Hunton’s construction solutions help reduce greenhouse gas emissions
Carbon footprint: All GHG/GHG emissions caused by a country’s consumption, including investments and people, households and the public sector’s consumption.
CO2 emissions in Norway in 2015 were 53.9 million tonnes. Fossil emissions amounted to 44 million tonnes.
Wood binds carbon.
CO2, or carbon dioxide, is one of many greenhouse gases*, but of the anthropogenic greenhouse gases, CO2 constitutes about 88%.
Because wood binds carbon, forests and the use of wood products are considered a solution in the reduction of CO2 emissions.
Wood can potentially bind on average as much as 1.8 kg of CO2 per kg of wood (when measuring quantity of emissions). Every year, Norwegian forests bind about 25 million tonnes of CO2. The extraction and use of wood from the forest binds an additional 10 million tonnes of CO2. No other material, such as steel, concrete or mineral products, can compare with this.
* Greenhouse gases are gases that affect climate and contribute to the greenhouse effect.
Trees contribute to the maximum possible reduction in CO2 emissions through the following:
- The forest binds CO2.
- Mature forests are used in the product.
- Wood products can be produced with a low consumption of fossil energy and a high proportion of renewable energy/bioenergy.
- Light wood material provides climate benefits during transport as more material can be transported.
- The longer the life cycle of wood products is extended, the more CO2 is bound.
- Wood products replace other products of less sustainable materials like steel, concrete, aluminium, plaster and mineral wool, (which usually emits more CO2 in the production process).
- The wood product is recycled.
- The recycled product is used for energy, and the amount of fossil fuels like coal, oil and natural gas, is reduced.
In 2011, more than 80% of the world’s energy consumption came from fossil fuels.
Wood fibre insulation further reduces the carbon footprint.
Climate gas emissions from buildings are generated first and foremost from heating.
Norwegian buildings account for 35% of energy consumption on the mainland. In other words, there is enormous potential for more sustainable energy use.
The CO2 bond
When trees grow, they consume CO2 from the air. The tree uses the carbon as building material and binds this, while the oxygen is released again (photosynthesis).
In other words, carbon, and not CO2, is stored in the timber, but to demonstrate how much CO2 is stored, the carbon is calculated into CO2.
When a tree has consumed 1 kg of carbon, 1.8 kg of CO2 has been bound.
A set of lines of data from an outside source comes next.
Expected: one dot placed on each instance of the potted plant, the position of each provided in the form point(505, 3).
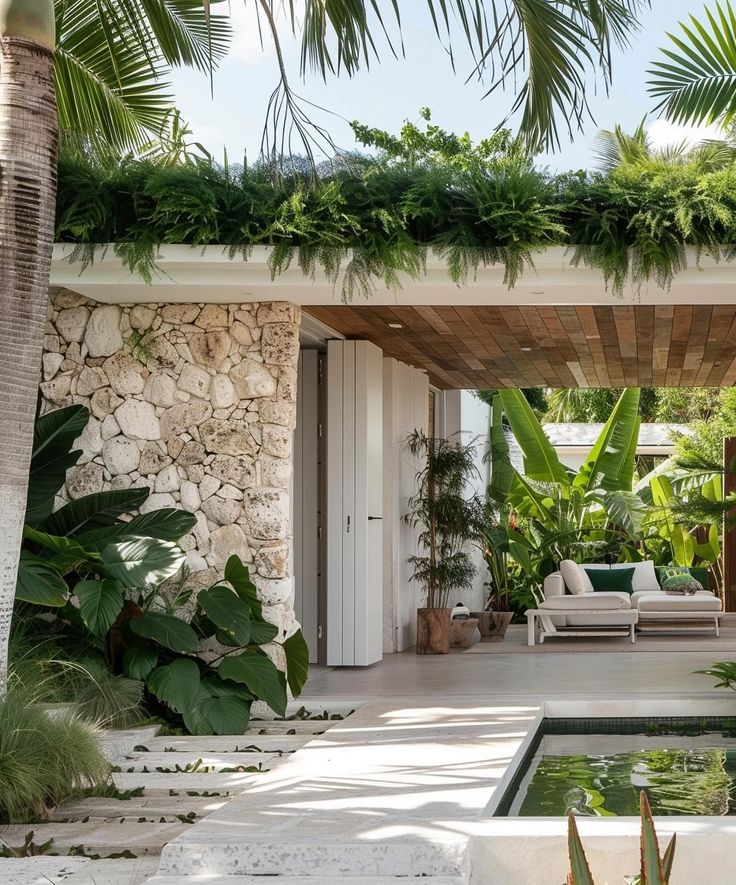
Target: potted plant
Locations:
point(443, 514)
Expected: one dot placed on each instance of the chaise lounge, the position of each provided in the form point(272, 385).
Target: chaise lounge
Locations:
point(573, 607)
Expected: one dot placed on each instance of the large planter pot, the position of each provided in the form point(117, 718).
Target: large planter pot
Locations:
point(493, 625)
point(433, 631)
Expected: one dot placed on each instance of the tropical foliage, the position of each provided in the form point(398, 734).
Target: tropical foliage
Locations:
point(92, 579)
point(655, 869)
point(443, 514)
point(377, 218)
point(548, 512)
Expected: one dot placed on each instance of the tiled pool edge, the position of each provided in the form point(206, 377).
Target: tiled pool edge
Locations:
point(405, 790)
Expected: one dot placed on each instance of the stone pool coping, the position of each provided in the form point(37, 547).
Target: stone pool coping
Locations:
point(406, 789)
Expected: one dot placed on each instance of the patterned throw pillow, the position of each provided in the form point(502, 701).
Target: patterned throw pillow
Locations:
point(679, 580)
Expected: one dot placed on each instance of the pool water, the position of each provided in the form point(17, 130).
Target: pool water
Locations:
point(601, 775)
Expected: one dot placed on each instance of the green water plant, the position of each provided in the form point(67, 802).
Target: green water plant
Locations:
point(655, 868)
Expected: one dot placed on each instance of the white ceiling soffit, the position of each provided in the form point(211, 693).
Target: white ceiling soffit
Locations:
point(207, 274)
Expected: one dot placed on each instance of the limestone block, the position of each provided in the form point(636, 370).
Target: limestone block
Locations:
point(160, 389)
point(121, 455)
point(287, 384)
point(191, 453)
point(275, 472)
point(226, 437)
point(167, 480)
point(104, 402)
point(153, 459)
point(252, 379)
point(278, 412)
point(137, 420)
point(124, 373)
point(241, 333)
point(272, 562)
point(275, 591)
point(275, 312)
point(267, 512)
point(57, 391)
point(194, 380)
point(162, 354)
point(90, 379)
point(222, 392)
point(179, 314)
point(109, 428)
point(157, 502)
point(189, 496)
point(179, 418)
point(102, 335)
point(141, 317)
point(237, 471)
point(208, 486)
point(212, 316)
point(227, 541)
point(71, 323)
point(221, 511)
point(228, 491)
point(51, 364)
point(280, 344)
point(210, 348)
point(277, 440)
point(85, 480)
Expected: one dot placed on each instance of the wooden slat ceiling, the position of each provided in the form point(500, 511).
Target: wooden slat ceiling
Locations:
point(527, 346)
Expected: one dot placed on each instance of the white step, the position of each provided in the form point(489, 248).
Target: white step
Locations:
point(196, 762)
point(229, 744)
point(96, 838)
point(39, 870)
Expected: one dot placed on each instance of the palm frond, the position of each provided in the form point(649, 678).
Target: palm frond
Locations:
point(695, 82)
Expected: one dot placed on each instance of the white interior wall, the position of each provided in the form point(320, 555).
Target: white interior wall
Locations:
point(405, 408)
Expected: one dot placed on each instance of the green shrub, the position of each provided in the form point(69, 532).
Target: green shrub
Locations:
point(45, 759)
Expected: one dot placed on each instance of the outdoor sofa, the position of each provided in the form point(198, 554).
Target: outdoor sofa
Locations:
point(571, 607)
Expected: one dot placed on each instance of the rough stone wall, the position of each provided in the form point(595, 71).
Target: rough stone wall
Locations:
point(197, 402)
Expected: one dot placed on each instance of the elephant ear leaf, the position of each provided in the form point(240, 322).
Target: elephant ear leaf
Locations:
point(39, 582)
point(53, 438)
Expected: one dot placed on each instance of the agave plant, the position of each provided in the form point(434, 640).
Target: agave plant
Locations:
point(655, 869)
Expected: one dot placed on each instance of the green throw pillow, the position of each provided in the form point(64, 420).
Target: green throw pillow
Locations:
point(681, 583)
point(606, 580)
point(699, 574)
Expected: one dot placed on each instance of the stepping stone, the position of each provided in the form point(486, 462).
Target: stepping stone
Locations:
point(229, 744)
point(39, 870)
point(206, 763)
point(155, 807)
point(114, 872)
point(98, 837)
point(159, 782)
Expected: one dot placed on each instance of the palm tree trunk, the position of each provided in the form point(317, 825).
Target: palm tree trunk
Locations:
point(28, 146)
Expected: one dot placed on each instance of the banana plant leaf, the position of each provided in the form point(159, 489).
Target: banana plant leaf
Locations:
point(610, 463)
point(502, 470)
point(540, 458)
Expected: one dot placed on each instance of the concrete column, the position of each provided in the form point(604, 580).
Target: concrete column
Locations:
point(198, 403)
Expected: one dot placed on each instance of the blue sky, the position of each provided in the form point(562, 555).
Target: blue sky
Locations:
point(394, 90)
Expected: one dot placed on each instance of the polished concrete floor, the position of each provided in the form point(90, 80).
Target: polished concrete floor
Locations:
point(525, 677)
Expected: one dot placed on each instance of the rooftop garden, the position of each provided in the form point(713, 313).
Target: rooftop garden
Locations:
point(368, 217)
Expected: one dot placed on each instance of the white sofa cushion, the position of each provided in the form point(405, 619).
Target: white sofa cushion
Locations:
point(576, 580)
point(663, 602)
point(587, 602)
point(643, 579)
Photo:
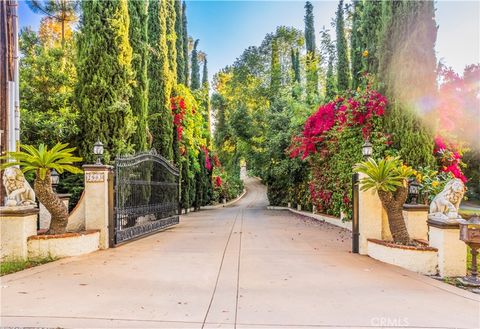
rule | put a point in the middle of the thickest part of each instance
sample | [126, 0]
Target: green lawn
[7, 267]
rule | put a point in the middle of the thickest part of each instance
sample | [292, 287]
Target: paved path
[237, 267]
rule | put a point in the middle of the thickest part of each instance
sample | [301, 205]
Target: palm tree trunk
[52, 202]
[393, 204]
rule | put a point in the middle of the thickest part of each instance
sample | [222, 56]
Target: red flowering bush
[218, 181]
[332, 138]
[449, 158]
[208, 163]
[356, 111]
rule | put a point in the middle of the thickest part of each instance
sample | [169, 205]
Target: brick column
[97, 194]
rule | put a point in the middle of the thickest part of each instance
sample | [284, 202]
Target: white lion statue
[444, 206]
[19, 192]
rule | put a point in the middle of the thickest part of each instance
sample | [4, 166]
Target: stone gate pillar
[98, 195]
[370, 212]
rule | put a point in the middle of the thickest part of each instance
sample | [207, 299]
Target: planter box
[63, 245]
[417, 259]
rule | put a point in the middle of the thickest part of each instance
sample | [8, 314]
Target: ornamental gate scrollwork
[146, 195]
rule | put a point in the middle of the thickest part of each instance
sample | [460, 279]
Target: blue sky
[226, 28]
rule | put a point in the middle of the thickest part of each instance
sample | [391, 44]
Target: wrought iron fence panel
[146, 195]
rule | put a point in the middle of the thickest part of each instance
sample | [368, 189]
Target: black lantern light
[54, 180]
[367, 149]
[98, 151]
[413, 191]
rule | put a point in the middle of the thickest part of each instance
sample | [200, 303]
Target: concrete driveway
[241, 266]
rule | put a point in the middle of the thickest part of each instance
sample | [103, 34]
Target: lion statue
[19, 192]
[444, 206]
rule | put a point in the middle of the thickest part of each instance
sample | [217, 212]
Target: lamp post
[367, 149]
[470, 234]
[98, 151]
[413, 191]
[54, 180]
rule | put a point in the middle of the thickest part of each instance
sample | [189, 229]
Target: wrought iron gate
[146, 195]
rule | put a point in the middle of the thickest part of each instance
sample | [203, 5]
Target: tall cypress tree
[343, 74]
[275, 70]
[408, 64]
[139, 42]
[205, 73]
[186, 70]
[407, 67]
[356, 44]
[371, 25]
[105, 78]
[160, 81]
[170, 14]
[179, 42]
[295, 59]
[195, 78]
[311, 60]
[328, 50]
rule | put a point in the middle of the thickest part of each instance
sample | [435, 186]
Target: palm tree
[42, 161]
[388, 177]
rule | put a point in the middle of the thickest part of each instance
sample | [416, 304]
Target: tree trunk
[393, 204]
[52, 202]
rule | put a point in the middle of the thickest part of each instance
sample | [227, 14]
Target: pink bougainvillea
[208, 163]
[355, 111]
[218, 181]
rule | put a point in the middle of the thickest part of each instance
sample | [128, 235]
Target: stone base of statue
[450, 218]
[452, 252]
[16, 225]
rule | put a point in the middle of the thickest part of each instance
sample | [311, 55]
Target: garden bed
[63, 245]
[421, 259]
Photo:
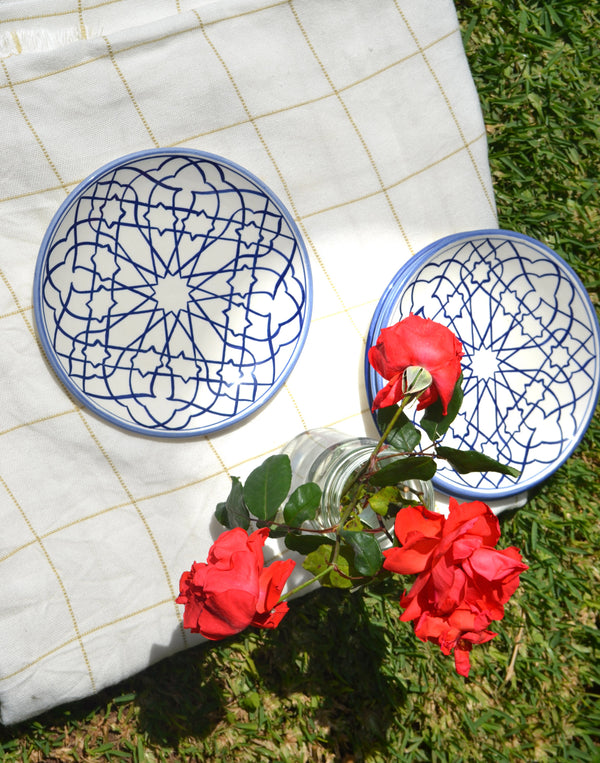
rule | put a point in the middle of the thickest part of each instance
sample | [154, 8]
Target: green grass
[341, 679]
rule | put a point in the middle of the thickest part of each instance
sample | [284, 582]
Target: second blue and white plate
[532, 347]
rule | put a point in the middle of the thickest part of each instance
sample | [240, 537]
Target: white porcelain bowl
[531, 342]
[172, 292]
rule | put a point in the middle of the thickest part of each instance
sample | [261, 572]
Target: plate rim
[40, 322]
[381, 318]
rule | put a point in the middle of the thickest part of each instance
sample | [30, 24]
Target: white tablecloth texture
[362, 116]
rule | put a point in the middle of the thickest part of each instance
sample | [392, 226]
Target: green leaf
[404, 436]
[233, 512]
[434, 422]
[465, 461]
[267, 486]
[302, 504]
[380, 501]
[411, 467]
[318, 560]
[305, 544]
[367, 553]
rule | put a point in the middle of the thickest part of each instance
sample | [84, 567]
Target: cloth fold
[362, 117]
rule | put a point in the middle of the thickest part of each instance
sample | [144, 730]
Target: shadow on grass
[331, 651]
[324, 668]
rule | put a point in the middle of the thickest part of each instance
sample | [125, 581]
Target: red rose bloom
[463, 582]
[419, 342]
[233, 589]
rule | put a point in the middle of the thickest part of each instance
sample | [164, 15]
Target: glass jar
[330, 458]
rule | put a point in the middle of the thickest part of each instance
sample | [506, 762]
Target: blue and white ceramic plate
[531, 341]
[172, 292]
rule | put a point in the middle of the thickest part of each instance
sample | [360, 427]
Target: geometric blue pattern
[173, 292]
[531, 341]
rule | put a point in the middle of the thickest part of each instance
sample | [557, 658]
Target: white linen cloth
[362, 116]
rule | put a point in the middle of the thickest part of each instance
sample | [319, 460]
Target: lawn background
[341, 679]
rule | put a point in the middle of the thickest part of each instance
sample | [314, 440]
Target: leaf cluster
[349, 552]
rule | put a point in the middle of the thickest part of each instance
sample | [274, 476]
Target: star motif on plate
[250, 235]
[100, 303]
[96, 353]
[184, 367]
[146, 361]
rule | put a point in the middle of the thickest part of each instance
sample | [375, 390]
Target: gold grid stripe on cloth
[396, 183]
[129, 91]
[282, 179]
[38, 540]
[20, 310]
[54, 14]
[350, 118]
[82, 30]
[30, 125]
[213, 131]
[448, 104]
[170, 491]
[38, 421]
[85, 634]
[141, 516]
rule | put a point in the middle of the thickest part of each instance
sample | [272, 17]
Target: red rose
[418, 342]
[463, 582]
[233, 589]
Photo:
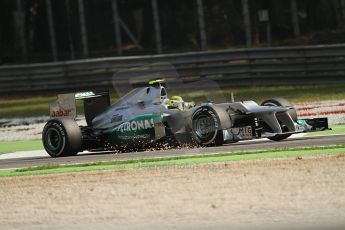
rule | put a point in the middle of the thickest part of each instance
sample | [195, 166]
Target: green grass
[294, 94]
[39, 105]
[14, 146]
[336, 130]
[175, 161]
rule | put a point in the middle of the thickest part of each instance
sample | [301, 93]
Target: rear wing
[65, 105]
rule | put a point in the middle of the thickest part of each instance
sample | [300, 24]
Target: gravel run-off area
[306, 193]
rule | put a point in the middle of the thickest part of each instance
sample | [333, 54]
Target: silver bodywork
[152, 100]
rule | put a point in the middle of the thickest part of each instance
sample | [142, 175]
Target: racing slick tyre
[292, 113]
[62, 137]
[207, 124]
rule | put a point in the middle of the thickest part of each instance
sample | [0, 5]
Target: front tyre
[62, 137]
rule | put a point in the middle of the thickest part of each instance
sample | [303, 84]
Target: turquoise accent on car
[140, 128]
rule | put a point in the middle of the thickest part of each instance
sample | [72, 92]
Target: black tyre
[62, 138]
[292, 113]
[205, 125]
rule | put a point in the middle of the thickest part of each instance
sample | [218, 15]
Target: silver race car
[147, 117]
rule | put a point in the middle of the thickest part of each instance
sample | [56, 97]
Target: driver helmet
[176, 102]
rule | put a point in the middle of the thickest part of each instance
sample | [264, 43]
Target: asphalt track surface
[109, 156]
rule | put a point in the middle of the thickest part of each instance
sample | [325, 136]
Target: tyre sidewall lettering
[212, 113]
[62, 136]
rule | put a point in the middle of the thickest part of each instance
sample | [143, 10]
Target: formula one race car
[146, 117]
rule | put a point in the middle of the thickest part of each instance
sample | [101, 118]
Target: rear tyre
[292, 113]
[205, 125]
[62, 137]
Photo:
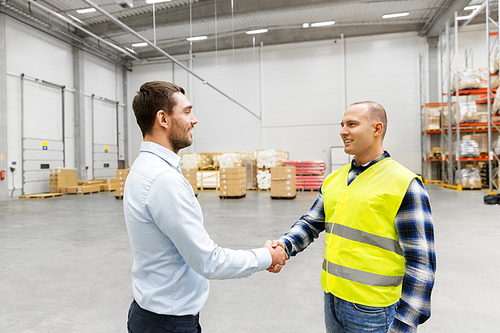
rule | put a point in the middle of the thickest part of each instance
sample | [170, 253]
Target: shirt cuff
[399, 327]
[263, 257]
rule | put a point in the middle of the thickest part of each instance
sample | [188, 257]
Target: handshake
[278, 255]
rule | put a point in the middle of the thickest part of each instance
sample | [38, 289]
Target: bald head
[376, 113]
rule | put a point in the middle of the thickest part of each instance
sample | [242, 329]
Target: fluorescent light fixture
[130, 50]
[322, 24]
[472, 7]
[156, 1]
[192, 39]
[258, 31]
[396, 15]
[85, 10]
[76, 19]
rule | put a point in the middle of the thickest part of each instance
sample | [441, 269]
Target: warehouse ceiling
[111, 30]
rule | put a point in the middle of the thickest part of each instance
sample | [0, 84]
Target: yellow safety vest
[364, 262]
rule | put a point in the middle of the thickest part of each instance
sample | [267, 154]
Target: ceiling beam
[438, 23]
[281, 37]
[205, 10]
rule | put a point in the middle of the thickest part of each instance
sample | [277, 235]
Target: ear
[162, 119]
[378, 129]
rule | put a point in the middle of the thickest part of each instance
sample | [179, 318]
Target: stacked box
[82, 189]
[190, 175]
[121, 176]
[61, 178]
[233, 182]
[92, 182]
[283, 182]
[250, 165]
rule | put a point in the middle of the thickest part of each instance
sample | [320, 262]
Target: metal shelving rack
[492, 156]
[450, 134]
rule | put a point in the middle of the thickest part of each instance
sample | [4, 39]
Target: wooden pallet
[284, 198]
[40, 196]
[232, 197]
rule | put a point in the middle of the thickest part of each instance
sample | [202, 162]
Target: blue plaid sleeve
[415, 230]
[306, 229]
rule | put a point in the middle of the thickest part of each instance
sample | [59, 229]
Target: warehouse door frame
[101, 151]
[39, 154]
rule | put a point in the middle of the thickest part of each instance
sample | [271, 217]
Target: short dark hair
[152, 97]
[376, 113]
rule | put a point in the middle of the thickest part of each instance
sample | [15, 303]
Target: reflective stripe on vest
[367, 278]
[364, 237]
[363, 261]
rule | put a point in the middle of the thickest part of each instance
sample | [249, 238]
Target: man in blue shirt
[173, 254]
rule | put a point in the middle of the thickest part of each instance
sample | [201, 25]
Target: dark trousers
[143, 321]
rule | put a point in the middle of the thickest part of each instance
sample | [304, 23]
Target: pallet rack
[450, 133]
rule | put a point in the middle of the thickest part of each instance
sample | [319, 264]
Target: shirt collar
[164, 153]
[363, 167]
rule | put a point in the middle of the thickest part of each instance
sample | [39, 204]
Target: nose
[194, 121]
[343, 131]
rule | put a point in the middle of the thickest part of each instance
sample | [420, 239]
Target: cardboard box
[108, 187]
[191, 176]
[82, 189]
[121, 176]
[283, 182]
[62, 177]
[232, 193]
[232, 173]
[471, 184]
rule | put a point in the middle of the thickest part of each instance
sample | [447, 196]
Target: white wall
[298, 90]
[42, 57]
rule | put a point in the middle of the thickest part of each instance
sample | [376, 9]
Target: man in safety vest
[379, 265]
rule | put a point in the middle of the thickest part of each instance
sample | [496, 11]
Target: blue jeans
[143, 321]
[346, 317]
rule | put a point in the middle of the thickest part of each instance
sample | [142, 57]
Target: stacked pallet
[60, 178]
[190, 175]
[283, 182]
[121, 176]
[233, 182]
[309, 174]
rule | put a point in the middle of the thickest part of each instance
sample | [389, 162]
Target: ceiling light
[396, 15]
[156, 1]
[85, 10]
[259, 31]
[472, 7]
[322, 24]
[76, 19]
[129, 49]
[192, 39]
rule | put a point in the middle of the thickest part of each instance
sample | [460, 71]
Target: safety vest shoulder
[364, 262]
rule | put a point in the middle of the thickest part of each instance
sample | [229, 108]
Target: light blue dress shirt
[173, 253]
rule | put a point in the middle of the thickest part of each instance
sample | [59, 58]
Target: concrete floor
[66, 265]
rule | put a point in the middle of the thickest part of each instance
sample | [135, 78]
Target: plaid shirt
[415, 231]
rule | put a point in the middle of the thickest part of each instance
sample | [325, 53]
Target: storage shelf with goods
[472, 147]
[309, 174]
[470, 94]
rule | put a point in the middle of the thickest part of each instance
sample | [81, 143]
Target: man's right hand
[278, 256]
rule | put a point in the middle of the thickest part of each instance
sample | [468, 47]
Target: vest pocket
[367, 309]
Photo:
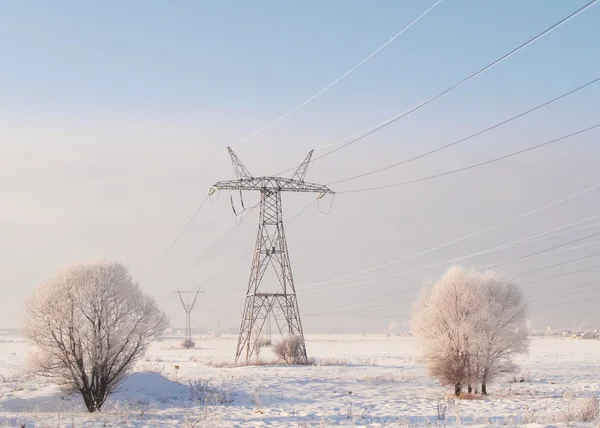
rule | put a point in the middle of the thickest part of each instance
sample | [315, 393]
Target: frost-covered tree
[90, 323]
[502, 327]
[443, 329]
[469, 326]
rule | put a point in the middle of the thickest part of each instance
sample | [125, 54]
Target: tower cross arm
[274, 184]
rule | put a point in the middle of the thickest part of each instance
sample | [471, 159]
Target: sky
[115, 116]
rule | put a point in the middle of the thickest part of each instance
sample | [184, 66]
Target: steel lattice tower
[270, 250]
[188, 307]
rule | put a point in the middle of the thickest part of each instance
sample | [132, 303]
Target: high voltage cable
[541, 252]
[568, 295]
[175, 240]
[412, 289]
[561, 275]
[568, 288]
[359, 311]
[466, 138]
[214, 247]
[527, 240]
[221, 272]
[453, 241]
[407, 290]
[299, 106]
[365, 133]
[430, 177]
[567, 303]
[555, 265]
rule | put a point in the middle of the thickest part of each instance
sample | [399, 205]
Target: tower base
[283, 308]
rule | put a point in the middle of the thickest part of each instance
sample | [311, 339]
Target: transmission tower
[278, 299]
[187, 307]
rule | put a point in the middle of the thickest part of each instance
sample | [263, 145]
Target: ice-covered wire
[299, 106]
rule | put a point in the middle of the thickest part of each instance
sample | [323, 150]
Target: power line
[175, 240]
[221, 272]
[466, 138]
[455, 240]
[568, 288]
[510, 155]
[567, 303]
[365, 133]
[299, 106]
[527, 240]
[426, 276]
[570, 294]
[214, 247]
[561, 275]
[541, 252]
[556, 264]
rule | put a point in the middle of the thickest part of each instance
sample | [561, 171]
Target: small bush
[589, 410]
[204, 393]
[188, 344]
[290, 349]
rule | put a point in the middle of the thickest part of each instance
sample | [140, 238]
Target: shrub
[290, 349]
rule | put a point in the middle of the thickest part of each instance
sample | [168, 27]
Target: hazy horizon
[111, 139]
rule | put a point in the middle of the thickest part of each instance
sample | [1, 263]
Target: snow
[370, 380]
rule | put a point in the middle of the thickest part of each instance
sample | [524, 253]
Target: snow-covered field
[368, 380]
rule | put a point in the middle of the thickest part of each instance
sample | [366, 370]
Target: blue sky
[267, 56]
[114, 117]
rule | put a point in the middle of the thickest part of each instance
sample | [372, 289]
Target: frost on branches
[469, 326]
[90, 324]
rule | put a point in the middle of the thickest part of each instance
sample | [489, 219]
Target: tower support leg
[281, 303]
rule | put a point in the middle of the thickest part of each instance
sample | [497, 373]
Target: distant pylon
[270, 250]
[187, 307]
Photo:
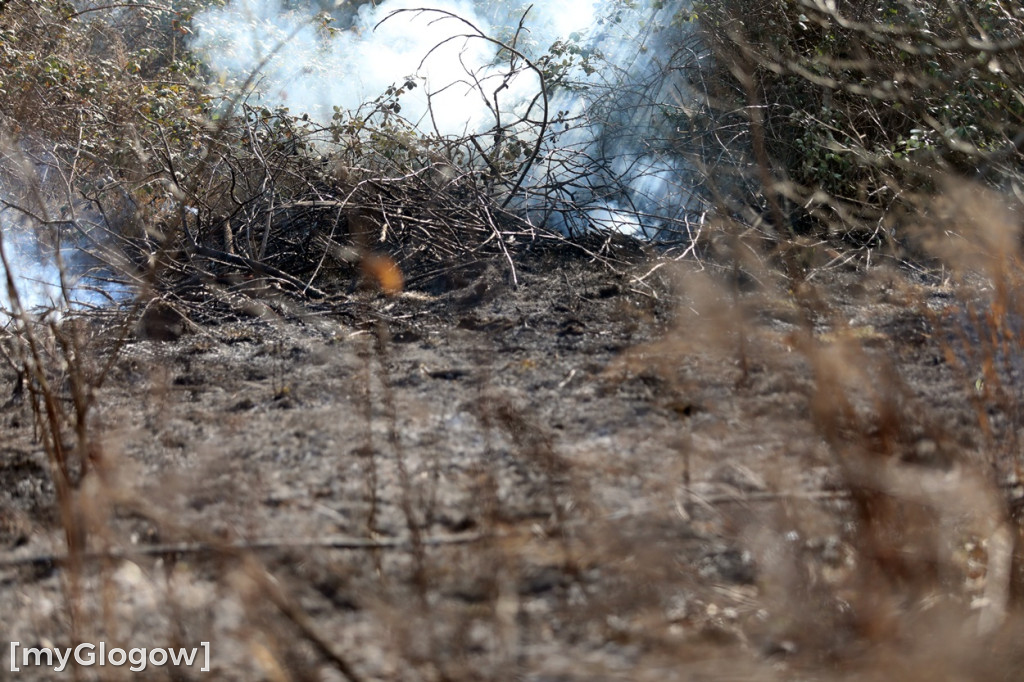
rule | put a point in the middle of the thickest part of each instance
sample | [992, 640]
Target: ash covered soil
[622, 472]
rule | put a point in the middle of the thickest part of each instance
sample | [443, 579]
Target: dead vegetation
[775, 458]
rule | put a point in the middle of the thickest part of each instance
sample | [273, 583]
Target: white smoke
[51, 273]
[608, 166]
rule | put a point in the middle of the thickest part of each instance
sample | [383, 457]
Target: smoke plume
[611, 157]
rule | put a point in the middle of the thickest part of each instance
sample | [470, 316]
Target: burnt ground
[652, 471]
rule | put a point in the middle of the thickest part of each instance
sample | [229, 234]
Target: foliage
[861, 102]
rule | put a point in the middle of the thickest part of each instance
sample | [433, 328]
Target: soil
[646, 470]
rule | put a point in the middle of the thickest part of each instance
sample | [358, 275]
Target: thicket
[859, 112]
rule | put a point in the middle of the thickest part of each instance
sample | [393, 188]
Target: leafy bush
[862, 105]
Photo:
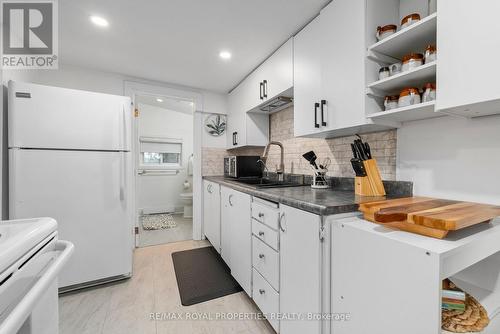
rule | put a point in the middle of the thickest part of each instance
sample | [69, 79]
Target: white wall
[452, 158]
[86, 79]
[162, 192]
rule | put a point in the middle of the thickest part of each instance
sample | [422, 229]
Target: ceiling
[178, 41]
[168, 103]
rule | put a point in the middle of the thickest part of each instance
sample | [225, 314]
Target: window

Norwegian forests bind more than half of anthropogenic CO2 emissions in the country. In addition, a typical small house contains 14 to 22 cubic timber, so the wood will bind about 2.9 tonnes of carbon throughout the house’s lifetime, which is equivalent to about 11 tonnes of CO2.
Every year, approximately 3 million cubic timber in Norway is used, which suggests that approximately 675,000 tonnes of carbon binds 2.5 million tonnes of CO2 in buildings, furniture and other wood products.
When trees rot or die, the bound carbon is released back into the atmosphere. Therefore, there is a significant environmental benefit to chopping mature forests and using this in production so that the CO bond is extended.